I have an API with a publicly facing struct A and an internal struct B and need to be able to convert a struct B into a struct A. Is the following code legal and well defined behavior in C99 (and VS 2010/C89) and C++03/C++11? If it is, please explain what makes it well-defined. If it's not, what is the most efficient and cross-platform means for converting between the two structs?
struct A {
uint32_t x;
uint32_t y;
uint32_t z;
};
struct B {
uint32_t x;
uint32_t y;
uint32_t z;
uint64_t c;
};
union U {
struct A a;
struct B b;
};
int main(int argc, char* argv[]) {
U u;
u.b.x = 1;
u.b.y = 2;
u.b.z = 3;
u.b.c = 64;
/* Is it legal and well defined behavior when accessing the non-write member of a union in this case? */
DoSomething(u.a.x, u.a.y, u.a.z);
return 0;
}
UPDATE
I simplified the example and wrote two different applications. One based on memcpy and the other using a union.
Union:
struct A {
int x;
int y;
int z;
};
struct B {
int x;
int y;
int z;
long c;
};
union U {
struct A a;
struct B b;
};
int main(int argc, char* argv[]) {
U u;
u.b.x = 1;
u.b.y = 2;
u.b.z = 3;
u.b.c = 64;
const A* a = &u.a;
return 0;
}
memcpy:
#include <string.h>
struct A {
int x;
int y;
int z;
};
struct B {
int x;
int y;
int z;
long c;
};
int main(int argc, char* argv[]) {
B b;
b.x = 1;
b.y = 2;
b.z = 3;
b.c = 64;
A a;
memcpy(&a, &b, sizeof(a));
return 0;
}
Profiled Assembly [DEBUG] (Xcode 6.4, default C++ compiler):
Here is the relevant difference in the assembly for debug mode. When I profiled the release builds there was no difference in the assembly.
Union:
movq %rcx, -48(%rbp)
memcpy:
movq -40(%rbp), %rsi
movq %rsi, -56(%rbp)
movl -32(%rbp), %edi
movl %edi, -48(%rbp)
Caveat:
The example code based on union produces a warning regarding variable 'a' being unused. As the profiled assembly is from debug, I don't know if there is any impact.
This is fine, because the members you are accessing are elements of a common initial sequence.
C11 (6.5.2.3 Structure and union members; Semantics):
[...] if a union contains several structures that share a common initial sequence (see below), and if the union object currently contains one of these structures, it is permitted to inspect the common initial part of any of them anywhere that a declaration of the completed type of the union is visible. Two structures share a common initial sequence if corresponding members have compatible types (and, for bit-fields, the same widths) for a sequence of one or more initial members.
C++03 ([class.mem]/16):
If a POD-union contains two or more POD-structs that share a common initial sequence, and if the POD-union object currently contains one of these POD-structs, it is permitted to inspect the common initial part of any of them. Two POD-structs share a common initial sequence if corresponding members have layout-compatible types (and, for bit-fields, the same widths) for a sequence of one or more initial members.
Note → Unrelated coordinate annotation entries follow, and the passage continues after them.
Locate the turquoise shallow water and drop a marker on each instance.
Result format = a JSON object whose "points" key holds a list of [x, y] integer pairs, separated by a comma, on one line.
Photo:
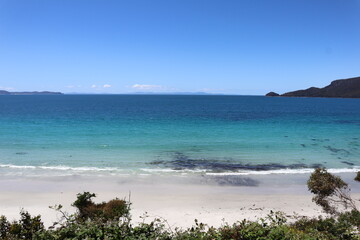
{"points": [[142, 134]]}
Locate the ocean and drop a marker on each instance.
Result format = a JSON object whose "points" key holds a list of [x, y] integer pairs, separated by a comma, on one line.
{"points": [[183, 135]]}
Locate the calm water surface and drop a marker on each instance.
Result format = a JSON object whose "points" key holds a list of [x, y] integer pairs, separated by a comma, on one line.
{"points": [[159, 134]]}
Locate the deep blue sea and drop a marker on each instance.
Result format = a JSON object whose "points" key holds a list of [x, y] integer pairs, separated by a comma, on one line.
{"points": [[176, 134]]}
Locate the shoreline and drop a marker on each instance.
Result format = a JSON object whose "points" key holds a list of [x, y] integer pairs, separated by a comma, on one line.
{"points": [[179, 201]]}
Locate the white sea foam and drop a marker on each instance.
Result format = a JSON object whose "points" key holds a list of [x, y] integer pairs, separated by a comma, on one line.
{"points": [[147, 171], [60, 168]]}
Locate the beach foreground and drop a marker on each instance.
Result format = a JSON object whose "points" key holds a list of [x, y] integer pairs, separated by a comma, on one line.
{"points": [[176, 201]]}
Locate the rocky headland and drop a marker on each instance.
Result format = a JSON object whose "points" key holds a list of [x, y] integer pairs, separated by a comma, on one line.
{"points": [[342, 88]]}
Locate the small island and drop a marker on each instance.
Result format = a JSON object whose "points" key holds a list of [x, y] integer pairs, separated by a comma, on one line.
{"points": [[3, 92], [342, 88]]}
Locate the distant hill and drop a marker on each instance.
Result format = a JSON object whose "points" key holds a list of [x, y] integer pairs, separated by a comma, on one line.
{"points": [[3, 92], [342, 88]]}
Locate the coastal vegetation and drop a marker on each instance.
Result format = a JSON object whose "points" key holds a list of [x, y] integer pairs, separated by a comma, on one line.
{"points": [[112, 220], [342, 88]]}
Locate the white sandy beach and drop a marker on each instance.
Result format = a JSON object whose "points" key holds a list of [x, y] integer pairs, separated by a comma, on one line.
{"points": [[179, 203]]}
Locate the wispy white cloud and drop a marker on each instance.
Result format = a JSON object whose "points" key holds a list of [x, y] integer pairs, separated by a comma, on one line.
{"points": [[6, 88], [147, 87]]}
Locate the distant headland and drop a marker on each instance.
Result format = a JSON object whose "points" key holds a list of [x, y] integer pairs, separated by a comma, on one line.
{"points": [[342, 88], [3, 92]]}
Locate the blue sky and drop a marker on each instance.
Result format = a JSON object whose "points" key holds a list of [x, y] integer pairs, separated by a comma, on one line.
{"points": [[217, 46]]}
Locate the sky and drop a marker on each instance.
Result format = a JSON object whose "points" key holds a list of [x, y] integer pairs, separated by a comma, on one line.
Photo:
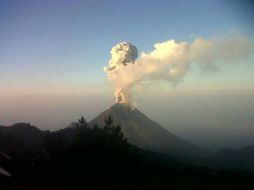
{"points": [[52, 54]]}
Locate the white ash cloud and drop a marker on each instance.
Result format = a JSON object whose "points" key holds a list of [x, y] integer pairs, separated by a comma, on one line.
{"points": [[171, 60]]}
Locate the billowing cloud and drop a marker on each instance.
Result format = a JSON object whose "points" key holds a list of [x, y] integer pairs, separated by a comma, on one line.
{"points": [[171, 61]]}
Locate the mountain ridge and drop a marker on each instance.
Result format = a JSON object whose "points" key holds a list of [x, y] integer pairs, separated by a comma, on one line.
{"points": [[143, 132]]}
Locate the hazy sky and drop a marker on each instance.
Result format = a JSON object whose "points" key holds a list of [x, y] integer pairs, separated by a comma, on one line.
{"points": [[52, 53]]}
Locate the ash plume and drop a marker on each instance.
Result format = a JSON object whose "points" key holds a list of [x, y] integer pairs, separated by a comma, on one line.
{"points": [[171, 61]]}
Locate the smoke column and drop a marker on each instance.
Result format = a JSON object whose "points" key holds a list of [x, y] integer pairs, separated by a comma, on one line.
{"points": [[171, 61]]}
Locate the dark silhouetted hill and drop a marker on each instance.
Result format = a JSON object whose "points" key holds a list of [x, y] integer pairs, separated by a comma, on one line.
{"points": [[145, 133], [82, 157]]}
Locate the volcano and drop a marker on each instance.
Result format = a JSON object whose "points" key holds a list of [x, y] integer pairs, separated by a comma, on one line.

Other versions of the two standards have similar language; since C++11 the terminology used is standard-layout rather than POD.
I think the confusion may have arisen because C permits type-punning (aliasing a member of a different type) via a union where C++ does not; this is the main case where to ensure C/C++ compatibility you would have to use memcpy
. But in your case the elements you are accessing have the same type and are preceded by members of compatible types, so the type-punning rule is not relevant.
It is legal in both C and C++
For example, in C99 (6.5.2.3/5) and C11 (6.5.2.3/6):
One special guarantee is made in order to simplify the use of unions: if a union contains
several structures that share a common initial sequence (see below), and if the union
object currently contains one of these structures, it is permitted to inspect the common
initial part of any of them anywhere that a declaration of the complete type of the union is
visible. Two structures share a common initial sequence if corresponding members have
compatible types (and, for bit-fields, the same widths) for a sequence of one or more
initial members.
Similar provisions exists in C++11 and C++14 (different wording, same meaning).